By the late 1800’s some of these mixed-race natives would later grow cash crops such as cotton and had plantations manned by Black slaves, they like previously stated had their own newspaper, and a federal government system like that of the United States. Regardless of the benefits it can’t be ignored that the Cherokees were severely affected by American colonization and expansion. While the Cherokees were not simply victims of colonization and did in fact make gains, related to European colonization and later the establishment of the United States, they were still mostly negatively affected by these events.
In acquiring guns, however, and with two opposing European countries at war with each other, the Cherokees were intertwined into a global conflict and their way of fighting wars was dramatically changed. “Before the arrival of the French, it is unlikely that there was an Indian market for scalps… One Cherokee said he had little knowledge of the French but heard that they raised a constant cry: go kill and destroy” Many Native American tribes, besides the Cherokee, became reliant on the supply of weapons by European traders leaving them at the mercy of the French and British colonists.
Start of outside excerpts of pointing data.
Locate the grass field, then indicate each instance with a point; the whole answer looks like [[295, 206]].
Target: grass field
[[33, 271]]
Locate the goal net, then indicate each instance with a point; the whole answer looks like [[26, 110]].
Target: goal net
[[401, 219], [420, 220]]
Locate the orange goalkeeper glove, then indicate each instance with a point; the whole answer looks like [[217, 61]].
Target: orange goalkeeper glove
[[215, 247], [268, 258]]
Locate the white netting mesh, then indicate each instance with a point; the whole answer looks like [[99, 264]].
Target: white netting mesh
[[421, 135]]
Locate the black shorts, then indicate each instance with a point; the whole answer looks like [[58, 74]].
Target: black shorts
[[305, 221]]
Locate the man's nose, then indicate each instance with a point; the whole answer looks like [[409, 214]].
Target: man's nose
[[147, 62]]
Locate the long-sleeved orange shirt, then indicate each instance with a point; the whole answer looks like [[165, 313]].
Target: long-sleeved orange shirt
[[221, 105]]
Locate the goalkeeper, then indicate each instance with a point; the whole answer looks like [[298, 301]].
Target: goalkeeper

Women who had traditionally been equal to their male counterparts were later excluded from the Cherokee Republic; decisions to trade, assimilate and cede land with the British and the French. This was in part to the increase assimilation of Anglo-Saxon ways and their traditional gender roles. Native Americans, holistically are portrayed as having a drinking problem, and in fact have the highest rates of alcoholism in the United States. This problem begins with trade with the British, in the early days of colonization, and in fact Jefferson, per Jill E. Martin, even asked congress to pass a law in 1802 that would prevent the sale of liquor to Natives.
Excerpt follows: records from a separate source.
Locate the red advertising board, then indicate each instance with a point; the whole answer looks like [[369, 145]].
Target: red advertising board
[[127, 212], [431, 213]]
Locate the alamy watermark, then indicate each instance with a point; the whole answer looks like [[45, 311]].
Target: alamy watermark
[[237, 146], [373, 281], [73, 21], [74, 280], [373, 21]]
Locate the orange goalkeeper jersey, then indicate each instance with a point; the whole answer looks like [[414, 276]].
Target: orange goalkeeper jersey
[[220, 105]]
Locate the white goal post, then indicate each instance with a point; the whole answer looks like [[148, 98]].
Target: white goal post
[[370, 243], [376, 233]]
The trail of tears has to be one of the worst events to ever happen on American soil, and while the Cherokee weren’t simply bystanders and victims, it cannot be denied that with expansionism and American exceptionality came destruction. In the beginning, it was ideas brought out by the enlightenment that justified the horrendous treatment of Natives. These ideas were that some races were inherently inferior and the belief that democratic ideals of equality and freedom only applied to Europeans.
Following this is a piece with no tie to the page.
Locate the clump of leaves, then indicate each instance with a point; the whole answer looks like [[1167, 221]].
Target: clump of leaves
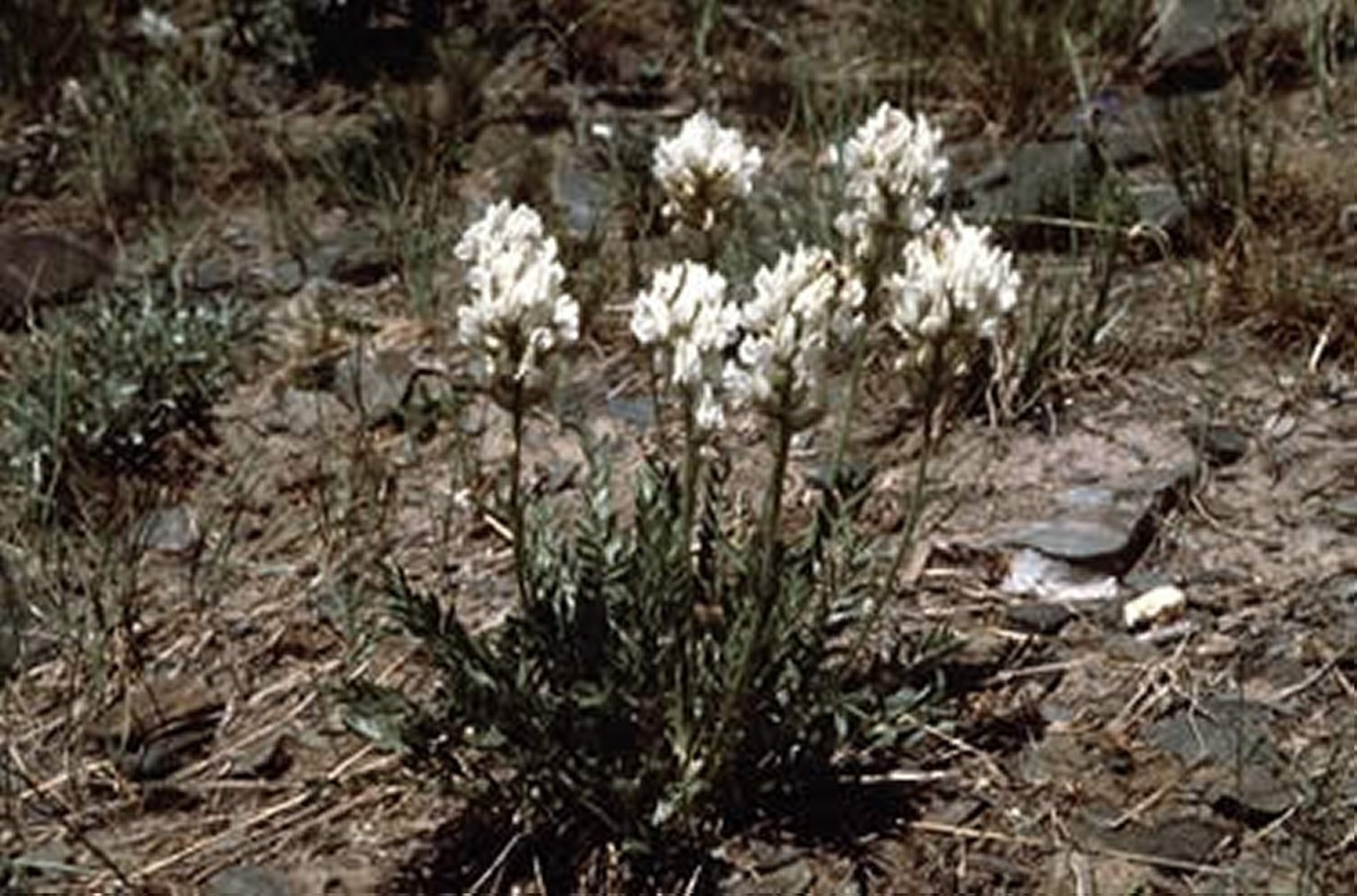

Ideas of exceptionalism arose from John Winthrop and Tocqueville’s beliefs. Winthrop because the colonists were rebellious and innovative in their creation of a colony that would tolerate their extremist reviews. Tocqueville, because the colonists managed to create a Democratic nation. It was the combination of enlightenment ideas regarding race and the colonists, and Americans strong convictions of their exceptionality, that led to the subjugation of Native Americans, in this case Cherokee Natives.
The Cherokees were forever changed by the arrival of Europeans, and later the establishment of the United States. They lost, and were forced to cede their tribal lands, millions died because of disease and others were murdered, and eventually they came close to extinction because of continuous oppression. The Federal government has repeatedly overlooked issues plaguing Native Americans and has often been the instigator of problems they face, it is because of this long history of subjugation that Native American tribes are scarce, poorly funded and racked with problems of alcoholism, suicide and crime.